Some of you like to research the old acoustic-era artists, searching for authoritative answers to their dates of birth and death or greater details on their lives than has been known heretofore. Maybe you have had the experience of digging in on an artist in newspapers, genealogy records, and other online archival databases, only to come up completely empty after hours and hours of fruitless, exasperating effort. Then, after a few weeks, a few months (years even), you decide—silly you—to try again, against your best inclinations.
A couple of weeks ago, we dug in again for the umpteenth time on J. W. Myers, about whom the only general wisdom seems to be “born ca. 1864, Wales; died ca. 1919.” Well, this time, we got a bit lucky.
Seems Myers was experiencing a bit of a renaissance in 1912, as he made his way back on stages in the Northeast, and a Fall River, Mass., newspaper carried a little profile on the baritone they figured might still be remembered among some of the old-timers in the area.
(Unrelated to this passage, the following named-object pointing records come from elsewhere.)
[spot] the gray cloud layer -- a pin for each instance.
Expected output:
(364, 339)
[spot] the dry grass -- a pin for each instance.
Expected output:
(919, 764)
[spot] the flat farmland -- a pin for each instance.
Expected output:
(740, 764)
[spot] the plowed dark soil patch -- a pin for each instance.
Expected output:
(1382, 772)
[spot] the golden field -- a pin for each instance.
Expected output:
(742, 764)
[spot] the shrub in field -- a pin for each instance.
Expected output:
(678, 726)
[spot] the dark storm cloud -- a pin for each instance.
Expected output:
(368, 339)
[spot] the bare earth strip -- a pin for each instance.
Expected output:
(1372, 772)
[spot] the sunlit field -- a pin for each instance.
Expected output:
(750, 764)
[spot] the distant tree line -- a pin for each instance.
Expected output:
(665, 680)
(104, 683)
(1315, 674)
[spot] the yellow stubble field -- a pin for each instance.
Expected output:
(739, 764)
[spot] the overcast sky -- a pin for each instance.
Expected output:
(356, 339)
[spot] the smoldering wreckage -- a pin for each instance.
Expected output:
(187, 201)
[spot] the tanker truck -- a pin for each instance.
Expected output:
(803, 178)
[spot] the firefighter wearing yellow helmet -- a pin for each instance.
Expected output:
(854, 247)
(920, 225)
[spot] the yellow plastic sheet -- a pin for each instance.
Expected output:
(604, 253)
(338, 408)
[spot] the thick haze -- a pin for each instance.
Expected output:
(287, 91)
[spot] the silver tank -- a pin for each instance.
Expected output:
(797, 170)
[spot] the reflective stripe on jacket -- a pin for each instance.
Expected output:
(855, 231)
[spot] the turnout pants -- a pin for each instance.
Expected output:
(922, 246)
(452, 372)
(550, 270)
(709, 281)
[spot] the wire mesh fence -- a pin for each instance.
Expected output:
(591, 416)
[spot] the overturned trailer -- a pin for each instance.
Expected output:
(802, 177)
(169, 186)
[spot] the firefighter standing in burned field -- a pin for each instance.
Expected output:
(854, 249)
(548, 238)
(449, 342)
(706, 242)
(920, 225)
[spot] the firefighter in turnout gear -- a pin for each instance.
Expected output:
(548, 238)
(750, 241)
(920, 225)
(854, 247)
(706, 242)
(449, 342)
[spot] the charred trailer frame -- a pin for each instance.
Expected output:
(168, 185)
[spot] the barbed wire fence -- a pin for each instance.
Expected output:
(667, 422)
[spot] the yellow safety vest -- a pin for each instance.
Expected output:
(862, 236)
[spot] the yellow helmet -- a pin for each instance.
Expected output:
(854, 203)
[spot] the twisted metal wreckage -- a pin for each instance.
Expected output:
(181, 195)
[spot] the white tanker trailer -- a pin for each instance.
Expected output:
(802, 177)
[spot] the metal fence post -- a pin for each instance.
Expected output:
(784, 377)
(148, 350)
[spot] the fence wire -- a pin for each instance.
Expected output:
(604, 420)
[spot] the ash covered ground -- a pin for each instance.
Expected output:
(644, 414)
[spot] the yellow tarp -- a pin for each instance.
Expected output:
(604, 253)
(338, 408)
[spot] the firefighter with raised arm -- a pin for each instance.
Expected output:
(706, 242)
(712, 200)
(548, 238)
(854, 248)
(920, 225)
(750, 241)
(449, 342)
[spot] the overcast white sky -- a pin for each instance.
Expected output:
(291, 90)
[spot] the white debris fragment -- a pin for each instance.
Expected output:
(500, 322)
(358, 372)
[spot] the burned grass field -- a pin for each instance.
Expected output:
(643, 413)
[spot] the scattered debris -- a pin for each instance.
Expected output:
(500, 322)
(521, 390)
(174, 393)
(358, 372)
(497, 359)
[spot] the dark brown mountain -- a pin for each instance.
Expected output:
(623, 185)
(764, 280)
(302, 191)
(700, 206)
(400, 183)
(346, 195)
The long and the short: Myers was on the stage in the U.S. in the late 1870s as a mature teenager named “Johnnie Myers” (or “Johnny”); he was probably born six or so years before the assumed year of 1864; he was probably from New York, not the UK; and he had adult children on the stage (unnamed).
High-strutting with this bombshell discovery, we set about to find better information about Myers’ origins, date and place of death, and so far . . . no luck, again. So for you sleuths out there, take a look at this article from the Fall River Daily Globe and see what you can put together about the real story of John W. Myers.